The club scene in New York, which the band immersed themselves in from the summer of 1983 onwards, had influenced their sound to the extent that Sub-Culture bore a very strong similarity to Let The Music Play by Shannon. UK fans were not quite ready for these dour Mancunians to be making music like this; Blue Monday had proved massively successful but it still had that indie feel to it, with the almost disembodied, funereal vocals. The sound of singer Bernard Sumner yelping about while being drowned in a cacophony of breakbeats and stabs of sampled strings…..the prospect of New Order making….shock, horror….bloody disco records? Well.

New Order were, as ever, ahead of the game. That said, their earliest attempts to really find their own style are flawed, a wide-eyed enthusiasm (possibly drug-enhanced) to capture the rush of this music they had embraced as patrons of the New York establishments not yet materialising as tracks to stand comparison with their previous work.

Shellshock, then, is a mess. A clattering, jittery, stop-start kind of mess. There are brilliant bits, which you’d expect from New Order, but the stuttering edits and toy-box of sound effects are overplayed. The 7″ mix, unusually, is the superior version; the 12″ mix is just a racket. For once I was glad my penny-pinching streak didn’t allow me to buy the 12″ single, as I would normally do with a New Order release.

In the UK it peaked at #28, not great although better than any of the singles since 1984, but the real story was happening across the Atlantic. New Order were treated as part of a growing “alternative pop” movement from Britain, bands already established over here but only starting to gain traction in the States. The Cure, Psychedelic Furs, O.M.D. and Echo & The Bunnymen were notable members of this “College Rock” brigade, gaining support from local radio in areas with student populations.

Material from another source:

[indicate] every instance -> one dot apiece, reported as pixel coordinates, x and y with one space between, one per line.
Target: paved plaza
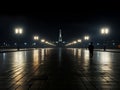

Come the start of 1986, none of them had made great strides in cracking the Billboard Hot 100, but a key development was the adoption of these bands’ music in the films of John Hughes, especially Pretty In Pink. The film would not go on general release in the UK until the summer, likewise the actual soundtrack album, but two specially-recorded new tracks were issued as singles in April 1986 to tie in with Pretty In Pink‘s US release. Shellshock was one, If You Leave by O.M.D. the other.

If You Leave would go on to reach #4 on the Billboard chart, but Shellshock‘s presence on the soundtrack – and its use in the film itself – would help the band establish themselves with mainstream America. Along with two of their next three singles…..more of which in due course.